IMAX serves as real estate proxy
The new century global center in Chengdu, Sichuan province, is the world’s largest freestanding building, nearly three times the size of The Pentagon. The 1.76-million-square-meter facility includes offices, shopping malls, a Mediterranean village and an IMAX movie theater.
An estimated 150 shopping malls were due to open in China's 20 largest real estate markets last year, according to Jones Lang LaSalle. This retail-oriented construction spree - and the knock-on effect in terms of demand for multiplex tenants - is one of the reasons why FountainVest Partners teamed up with CMC Capital Partners to buy a 20% stake in movie theater operator IMAX's China business for $80 million.
However, it was not the only reason. The private equity firm had considered investing in movie theaters before but never made the leap.
"The revenue sharing and rental costs vis-à-vis the shopping mall owners have always been a key factor driving the profitability of multiplex operators," a source familiar with the transaction tells AVCJ. "IMAX is a great business given its proprietary technology and the revenue-sharing model with the movies. They share in the success but don't have to pay the additional rental."

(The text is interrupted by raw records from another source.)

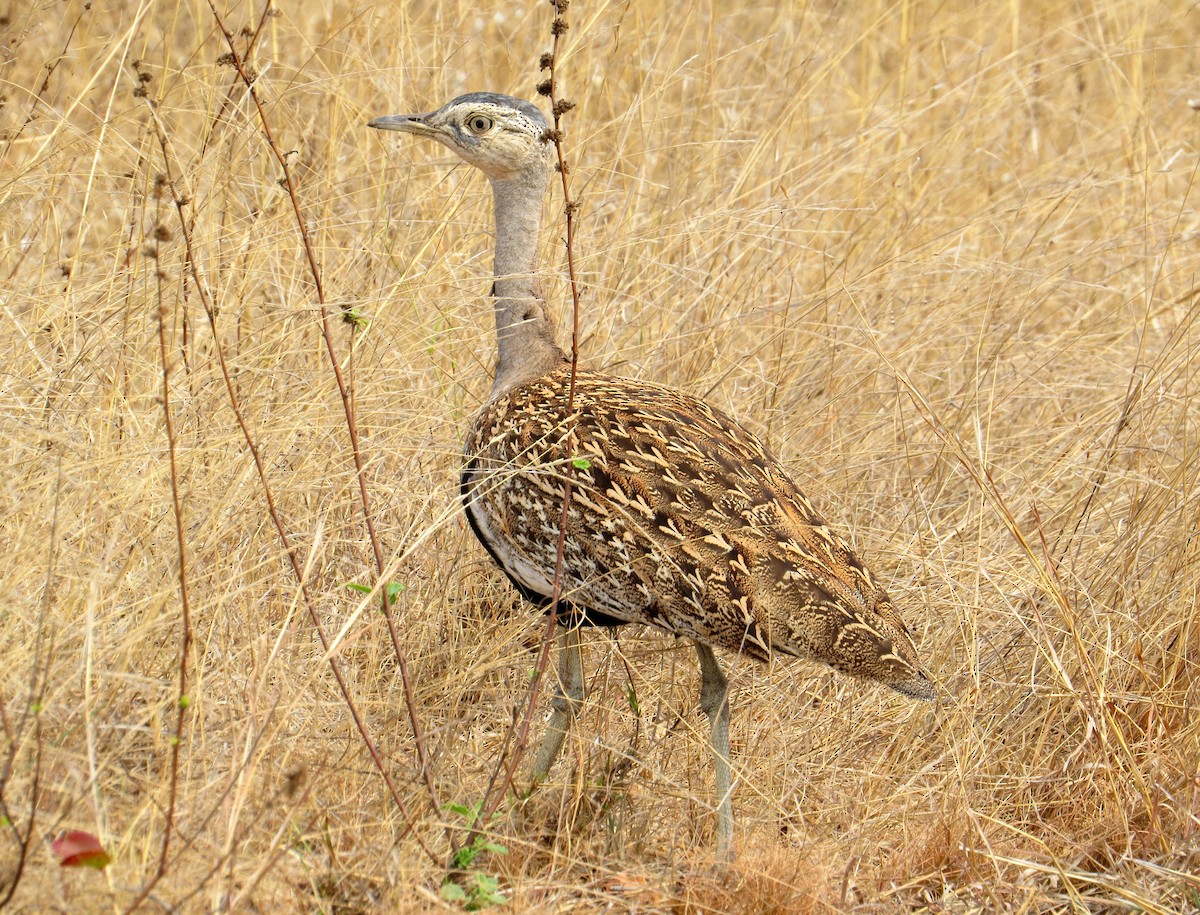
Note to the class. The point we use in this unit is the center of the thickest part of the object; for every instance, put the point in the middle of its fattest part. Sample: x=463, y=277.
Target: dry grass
x=942, y=256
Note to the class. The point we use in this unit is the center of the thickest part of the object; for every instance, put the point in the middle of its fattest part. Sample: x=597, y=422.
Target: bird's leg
x=568, y=699
x=714, y=699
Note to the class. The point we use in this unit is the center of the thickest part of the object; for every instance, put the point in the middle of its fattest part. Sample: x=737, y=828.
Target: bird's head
x=502, y=136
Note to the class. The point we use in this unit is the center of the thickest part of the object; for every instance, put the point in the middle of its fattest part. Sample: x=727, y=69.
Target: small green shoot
x=477, y=890
x=393, y=590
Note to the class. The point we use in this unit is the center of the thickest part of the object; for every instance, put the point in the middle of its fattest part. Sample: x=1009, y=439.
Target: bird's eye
x=479, y=123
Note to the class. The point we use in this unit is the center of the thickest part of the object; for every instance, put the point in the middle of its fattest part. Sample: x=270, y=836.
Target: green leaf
x=450, y=891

China is the world's second-largest movie market with box office sales growing 27% year-on-year in 2013 to reach $3.6 billion, according to the Motion Picture Association of America. Greater China - including Hong Kong and Taiwan as well as the mainland - is IMAX's second-largest and fastest-growing market, accounting for approximately 19% of its $287.9 million in revenue last year.
The company opened its first theater in the mainland in 2011 and had a total of 173 in operation in Greater China as of December 2013, with an additional 239 planned for installation by 2021. Greater China accounts for 58.7% of IMAX's current global backlog. It has a partnership with Wanda Cinema Line Corporation, China's largest movie theater chain, and is working with a unit of television manufacturer TCL Corporation on develop premium home theater systems.

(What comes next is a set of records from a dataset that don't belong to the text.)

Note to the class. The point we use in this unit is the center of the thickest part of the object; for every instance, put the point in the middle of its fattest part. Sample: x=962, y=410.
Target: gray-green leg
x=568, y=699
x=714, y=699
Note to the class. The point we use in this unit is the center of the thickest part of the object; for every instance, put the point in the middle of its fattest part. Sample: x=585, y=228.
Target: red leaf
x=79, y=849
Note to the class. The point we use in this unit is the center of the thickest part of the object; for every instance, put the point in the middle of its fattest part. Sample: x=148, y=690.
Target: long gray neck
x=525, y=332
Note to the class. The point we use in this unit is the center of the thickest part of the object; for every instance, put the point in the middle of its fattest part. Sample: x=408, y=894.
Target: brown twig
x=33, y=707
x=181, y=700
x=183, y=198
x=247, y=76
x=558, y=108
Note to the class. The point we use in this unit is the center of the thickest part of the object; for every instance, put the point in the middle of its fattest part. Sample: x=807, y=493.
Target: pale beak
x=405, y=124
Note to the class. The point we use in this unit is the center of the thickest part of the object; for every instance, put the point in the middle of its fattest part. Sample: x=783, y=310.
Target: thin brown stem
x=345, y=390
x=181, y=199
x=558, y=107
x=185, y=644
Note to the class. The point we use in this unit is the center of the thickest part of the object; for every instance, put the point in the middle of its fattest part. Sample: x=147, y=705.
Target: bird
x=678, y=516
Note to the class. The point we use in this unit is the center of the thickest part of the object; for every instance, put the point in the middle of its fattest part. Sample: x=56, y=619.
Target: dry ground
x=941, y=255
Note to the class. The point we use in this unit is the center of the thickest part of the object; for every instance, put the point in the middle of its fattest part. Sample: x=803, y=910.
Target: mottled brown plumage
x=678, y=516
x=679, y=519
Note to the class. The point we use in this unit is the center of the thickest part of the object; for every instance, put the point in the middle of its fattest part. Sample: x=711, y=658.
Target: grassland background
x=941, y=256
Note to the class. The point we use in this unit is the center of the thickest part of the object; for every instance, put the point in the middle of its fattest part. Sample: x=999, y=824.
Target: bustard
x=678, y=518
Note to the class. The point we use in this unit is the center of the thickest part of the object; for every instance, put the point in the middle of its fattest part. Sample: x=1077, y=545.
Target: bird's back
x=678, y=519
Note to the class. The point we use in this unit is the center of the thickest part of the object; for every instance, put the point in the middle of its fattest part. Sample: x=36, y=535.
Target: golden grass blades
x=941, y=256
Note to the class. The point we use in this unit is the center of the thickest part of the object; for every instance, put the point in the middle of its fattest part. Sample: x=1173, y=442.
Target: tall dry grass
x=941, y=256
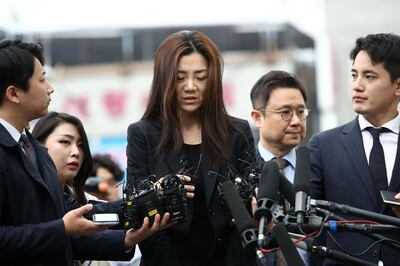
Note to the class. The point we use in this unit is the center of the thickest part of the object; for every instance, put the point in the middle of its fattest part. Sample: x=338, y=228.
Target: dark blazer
x=164, y=248
x=340, y=174
x=31, y=210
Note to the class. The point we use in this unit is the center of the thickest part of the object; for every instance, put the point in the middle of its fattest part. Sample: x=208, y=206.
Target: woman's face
x=66, y=149
x=191, y=82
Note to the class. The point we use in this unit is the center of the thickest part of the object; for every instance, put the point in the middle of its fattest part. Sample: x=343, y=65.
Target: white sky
x=54, y=15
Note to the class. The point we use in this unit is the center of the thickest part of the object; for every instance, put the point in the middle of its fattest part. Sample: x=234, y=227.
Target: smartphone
x=105, y=218
x=388, y=197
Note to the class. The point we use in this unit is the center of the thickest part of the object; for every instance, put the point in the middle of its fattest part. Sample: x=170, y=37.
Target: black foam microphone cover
x=239, y=212
x=286, y=189
x=303, y=170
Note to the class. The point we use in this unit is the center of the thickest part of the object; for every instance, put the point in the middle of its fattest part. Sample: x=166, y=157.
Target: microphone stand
x=308, y=245
x=346, y=209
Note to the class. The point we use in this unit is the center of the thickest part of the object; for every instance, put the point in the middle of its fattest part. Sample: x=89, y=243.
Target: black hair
x=262, y=89
x=17, y=64
x=381, y=48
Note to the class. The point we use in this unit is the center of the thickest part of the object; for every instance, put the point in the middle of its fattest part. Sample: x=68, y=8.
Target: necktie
x=377, y=165
x=27, y=147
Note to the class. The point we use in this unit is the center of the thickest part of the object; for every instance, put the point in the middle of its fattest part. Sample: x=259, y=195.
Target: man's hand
x=133, y=237
x=76, y=224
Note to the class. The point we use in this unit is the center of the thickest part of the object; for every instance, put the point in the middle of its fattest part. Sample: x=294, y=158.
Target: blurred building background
x=99, y=57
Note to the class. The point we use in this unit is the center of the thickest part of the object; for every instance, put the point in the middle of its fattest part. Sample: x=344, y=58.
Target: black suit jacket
x=340, y=174
x=143, y=160
x=31, y=210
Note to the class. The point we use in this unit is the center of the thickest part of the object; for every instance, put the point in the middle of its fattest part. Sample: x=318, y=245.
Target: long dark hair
x=45, y=126
x=162, y=100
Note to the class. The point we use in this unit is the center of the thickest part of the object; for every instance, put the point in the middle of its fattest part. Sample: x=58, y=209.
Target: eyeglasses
x=287, y=113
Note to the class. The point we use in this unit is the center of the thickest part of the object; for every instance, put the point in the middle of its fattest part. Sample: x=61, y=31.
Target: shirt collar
x=15, y=134
x=393, y=125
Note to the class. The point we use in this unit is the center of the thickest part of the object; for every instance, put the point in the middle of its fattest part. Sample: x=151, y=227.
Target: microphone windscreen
x=269, y=181
x=303, y=170
x=239, y=212
x=289, y=251
x=286, y=189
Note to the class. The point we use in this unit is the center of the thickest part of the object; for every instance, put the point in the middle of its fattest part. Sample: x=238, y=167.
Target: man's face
x=35, y=102
x=373, y=94
x=277, y=135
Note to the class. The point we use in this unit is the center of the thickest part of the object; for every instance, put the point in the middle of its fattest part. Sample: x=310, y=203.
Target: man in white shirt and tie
x=279, y=112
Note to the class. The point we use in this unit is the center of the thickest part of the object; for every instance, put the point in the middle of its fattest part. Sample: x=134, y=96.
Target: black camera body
x=145, y=201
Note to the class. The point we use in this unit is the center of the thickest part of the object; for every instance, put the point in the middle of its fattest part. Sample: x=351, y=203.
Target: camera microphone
x=267, y=195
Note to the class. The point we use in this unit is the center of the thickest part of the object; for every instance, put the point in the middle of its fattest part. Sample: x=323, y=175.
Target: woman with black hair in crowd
x=186, y=129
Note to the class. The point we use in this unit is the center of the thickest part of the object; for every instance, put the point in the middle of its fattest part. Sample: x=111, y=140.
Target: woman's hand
x=189, y=188
x=133, y=237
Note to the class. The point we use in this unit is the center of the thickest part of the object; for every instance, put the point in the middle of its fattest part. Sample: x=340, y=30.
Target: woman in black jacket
x=186, y=128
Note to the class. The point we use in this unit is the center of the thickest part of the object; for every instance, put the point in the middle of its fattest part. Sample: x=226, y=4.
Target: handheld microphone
x=286, y=189
x=244, y=223
x=267, y=195
x=289, y=251
x=301, y=183
x=346, y=209
x=309, y=246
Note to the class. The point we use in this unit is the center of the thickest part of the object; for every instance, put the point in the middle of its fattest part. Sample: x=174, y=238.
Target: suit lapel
x=354, y=147
x=209, y=181
x=395, y=180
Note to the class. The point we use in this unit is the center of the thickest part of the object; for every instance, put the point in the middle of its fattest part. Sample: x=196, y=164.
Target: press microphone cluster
x=244, y=223
x=267, y=196
x=310, y=246
x=301, y=184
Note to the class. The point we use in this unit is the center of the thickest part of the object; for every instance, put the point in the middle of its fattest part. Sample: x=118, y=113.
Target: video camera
x=146, y=200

IMAX decided to bring in external investors in part because of how its business has evolved globally and in China. The company has gone from a straight equipment retail model to revenue-sharing model with cinema operators, whereby it defers a portion of the up-front payment for a share of box office revenues from the screens. More capital was required to sustain this approach.

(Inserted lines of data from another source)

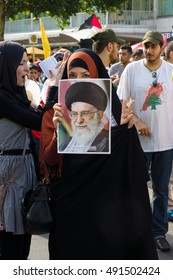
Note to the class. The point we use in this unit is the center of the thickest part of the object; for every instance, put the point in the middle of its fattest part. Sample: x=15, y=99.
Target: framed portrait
x=86, y=127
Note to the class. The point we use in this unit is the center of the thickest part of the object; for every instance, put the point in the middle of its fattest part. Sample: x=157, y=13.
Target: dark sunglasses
x=154, y=76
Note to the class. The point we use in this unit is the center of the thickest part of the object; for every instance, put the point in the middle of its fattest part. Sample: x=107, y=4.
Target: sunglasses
x=154, y=76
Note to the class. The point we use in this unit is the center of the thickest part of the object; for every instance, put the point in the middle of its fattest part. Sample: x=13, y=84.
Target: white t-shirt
x=153, y=104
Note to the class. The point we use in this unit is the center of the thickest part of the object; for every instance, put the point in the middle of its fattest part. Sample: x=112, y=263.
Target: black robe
x=101, y=204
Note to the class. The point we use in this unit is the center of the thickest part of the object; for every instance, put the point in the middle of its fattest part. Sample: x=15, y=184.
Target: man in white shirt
x=149, y=83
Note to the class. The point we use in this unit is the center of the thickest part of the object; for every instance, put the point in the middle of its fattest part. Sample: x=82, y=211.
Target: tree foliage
x=61, y=10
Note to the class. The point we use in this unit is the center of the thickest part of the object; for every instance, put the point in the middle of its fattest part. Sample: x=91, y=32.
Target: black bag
x=36, y=209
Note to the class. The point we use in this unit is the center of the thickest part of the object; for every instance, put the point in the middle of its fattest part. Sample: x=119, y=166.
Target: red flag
x=91, y=22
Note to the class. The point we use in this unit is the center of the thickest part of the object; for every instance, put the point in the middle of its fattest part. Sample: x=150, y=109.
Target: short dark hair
x=126, y=47
x=138, y=53
x=168, y=49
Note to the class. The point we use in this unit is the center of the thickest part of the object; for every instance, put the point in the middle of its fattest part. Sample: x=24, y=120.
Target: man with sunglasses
x=148, y=81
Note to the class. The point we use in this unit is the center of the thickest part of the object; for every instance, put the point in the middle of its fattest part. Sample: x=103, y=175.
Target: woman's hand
x=58, y=114
x=127, y=113
x=54, y=79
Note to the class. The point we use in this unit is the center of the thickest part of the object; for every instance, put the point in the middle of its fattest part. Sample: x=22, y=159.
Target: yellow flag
x=45, y=42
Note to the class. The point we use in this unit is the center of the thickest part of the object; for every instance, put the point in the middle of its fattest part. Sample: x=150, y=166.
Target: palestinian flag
x=91, y=22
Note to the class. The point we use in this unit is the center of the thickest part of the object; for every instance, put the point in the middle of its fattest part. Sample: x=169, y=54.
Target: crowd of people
x=104, y=130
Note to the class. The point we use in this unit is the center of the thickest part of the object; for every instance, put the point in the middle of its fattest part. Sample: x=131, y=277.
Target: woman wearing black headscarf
x=16, y=118
x=100, y=203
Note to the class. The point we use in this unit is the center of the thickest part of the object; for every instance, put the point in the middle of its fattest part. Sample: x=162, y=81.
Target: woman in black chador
x=100, y=203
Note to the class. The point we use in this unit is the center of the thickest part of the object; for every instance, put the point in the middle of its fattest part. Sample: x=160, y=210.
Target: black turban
x=87, y=92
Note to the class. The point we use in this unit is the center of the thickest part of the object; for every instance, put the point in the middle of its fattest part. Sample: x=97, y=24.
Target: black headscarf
x=11, y=54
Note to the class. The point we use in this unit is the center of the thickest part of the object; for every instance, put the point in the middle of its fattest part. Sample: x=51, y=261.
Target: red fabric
x=36, y=134
x=90, y=22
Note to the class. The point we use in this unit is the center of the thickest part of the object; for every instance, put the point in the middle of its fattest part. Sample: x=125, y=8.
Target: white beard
x=83, y=138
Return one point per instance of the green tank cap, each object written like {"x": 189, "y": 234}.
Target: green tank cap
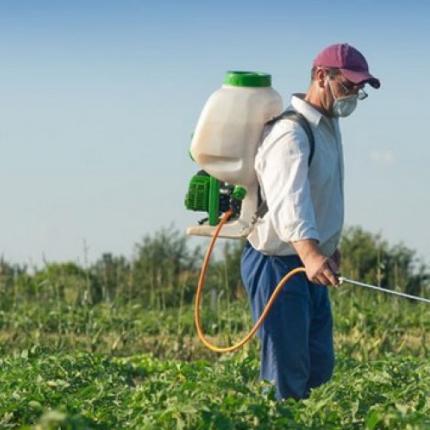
{"x": 247, "y": 79}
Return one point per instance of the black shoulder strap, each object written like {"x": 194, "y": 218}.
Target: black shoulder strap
{"x": 303, "y": 122}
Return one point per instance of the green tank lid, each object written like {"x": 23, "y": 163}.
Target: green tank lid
{"x": 247, "y": 79}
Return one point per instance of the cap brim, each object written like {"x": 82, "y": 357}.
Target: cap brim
{"x": 361, "y": 77}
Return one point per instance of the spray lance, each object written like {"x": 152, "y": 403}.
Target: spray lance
{"x": 224, "y": 144}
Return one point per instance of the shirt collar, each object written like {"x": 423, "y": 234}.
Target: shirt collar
{"x": 303, "y": 107}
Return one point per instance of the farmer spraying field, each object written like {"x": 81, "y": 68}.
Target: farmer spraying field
{"x": 288, "y": 202}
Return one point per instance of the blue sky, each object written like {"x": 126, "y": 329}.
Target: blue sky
{"x": 98, "y": 100}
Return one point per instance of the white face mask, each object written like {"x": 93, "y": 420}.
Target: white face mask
{"x": 343, "y": 106}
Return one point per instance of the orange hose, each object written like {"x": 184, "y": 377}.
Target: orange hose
{"x": 201, "y": 284}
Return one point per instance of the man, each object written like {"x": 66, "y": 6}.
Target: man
{"x": 303, "y": 224}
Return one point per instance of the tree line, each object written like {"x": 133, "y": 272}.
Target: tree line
{"x": 164, "y": 268}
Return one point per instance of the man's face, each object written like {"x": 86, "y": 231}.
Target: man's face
{"x": 335, "y": 86}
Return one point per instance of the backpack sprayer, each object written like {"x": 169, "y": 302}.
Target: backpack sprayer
{"x": 224, "y": 145}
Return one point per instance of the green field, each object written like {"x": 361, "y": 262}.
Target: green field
{"x": 113, "y": 346}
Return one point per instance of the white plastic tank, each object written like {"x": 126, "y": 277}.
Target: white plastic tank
{"x": 230, "y": 126}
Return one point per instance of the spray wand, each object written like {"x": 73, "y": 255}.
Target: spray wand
{"x": 272, "y": 299}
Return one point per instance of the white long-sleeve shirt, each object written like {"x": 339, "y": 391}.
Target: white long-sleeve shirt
{"x": 304, "y": 202}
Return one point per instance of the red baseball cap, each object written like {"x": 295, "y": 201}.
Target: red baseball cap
{"x": 349, "y": 61}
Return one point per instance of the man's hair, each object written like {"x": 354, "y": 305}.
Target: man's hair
{"x": 332, "y": 72}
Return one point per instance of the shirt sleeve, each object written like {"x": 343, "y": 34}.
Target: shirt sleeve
{"x": 282, "y": 169}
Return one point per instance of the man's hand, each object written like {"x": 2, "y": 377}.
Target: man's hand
{"x": 319, "y": 268}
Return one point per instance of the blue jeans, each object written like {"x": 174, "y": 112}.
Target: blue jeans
{"x": 297, "y": 336}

"And then the media industry is growing fast but it needs navigation, so they wanted Chinese partners to grow the business with them," the source adds.
It is said that FountainVest brought in CMC to help with the navigation. The media and entertainment-focused GP has a string of state-owned sponsors and is run by Ruigang Li, former president of Shanghai Media Group, which has extensive interests in film and television production.